Part of the reason for this failure is the way that Pakistanis define friendship. In conversations with fellow Pakistanis across the board, I am struck by our focus on the handout. It appears that we define friendship by how much money others send our way. Examples are cited of China and Saudi Arabia giving us aid free of conditions. In reality, there is no free lunch and alliances cannot be based on how actively a nation is contributing to our begging bowl. If enough aid is sent our way, no matter who the donor, conditions will be attached.
The best way around this is a two-fold strategy in which the press must play an active role to ensure that taxation issues are the front and centre of national debates. Increasing revenues is essential to our survival as a self-respecting nation. Lifestyles must commensurate with taxes paid to the national exchequer while the people must be educated in the importance of accountability of spending taxpayer money. Handouts, in the form of money or jobs in exchange for loyalty, have led to a society driven by patronage that has detrimentally affected our national psyche such that it is also what we have come to expect from the international community. We cannot expect to have friends if all we really want are benefactors.
Second, we must outgrow our sovereignty complex. Pakistan was created in 1947. The independence movement was successful and it’s over. This is not the time for chest-thumping rhetoric. Let’s get real. With a bomb blast a day, sometimes more, Pakistan really does need all the help it can get. This means acknowledging that we have a problem with extremism instead of looking for scapegoats. In order to combat this, it is an ironic reality that we need to cautiously partner with the US in a well thought-out alliance, as our government and army appear to have realised. But we cannot be myopic and believe that the US is interested in solving all our problems or that if the US were to leave the region all our problems would be solved. While managing our difficult alliance with the US, we must also actively plead our case elsewhere, including the Organisation of Islamic Conference.
The OIC, a body historically known for inaction rather than action, has recently had an interesting and promising development — its first ever democratic election for the office of Secretary General. Dr Ekmeleddin Ihsanoglu, elected as the first Turk to head the OIC, in a recent interview, asked with concern, “Who is helping Pakistan?”
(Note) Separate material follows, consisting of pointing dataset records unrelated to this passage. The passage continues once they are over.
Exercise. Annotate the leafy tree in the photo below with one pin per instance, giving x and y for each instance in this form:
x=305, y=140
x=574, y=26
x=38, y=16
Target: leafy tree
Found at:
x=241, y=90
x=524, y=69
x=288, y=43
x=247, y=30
Pakistan must work with Muslim countries in addition to the west in order to solve its extremist problem. So I hope that the next time Prime Minister Erdogan travels to Pakistan, our press will pay him at least half as much attention as they did Ms Clinton. His thoughts on maintaining a balance between Islam as a personal religion and secular political expression would have had Jinnah nodding in agreement. His ideas on civil-military relations and the struggle for democracy in light of Turkey’s historical experience would be instructive to Pakistanis, who would be able to relate more to his than to Ms Clinton’s experiences.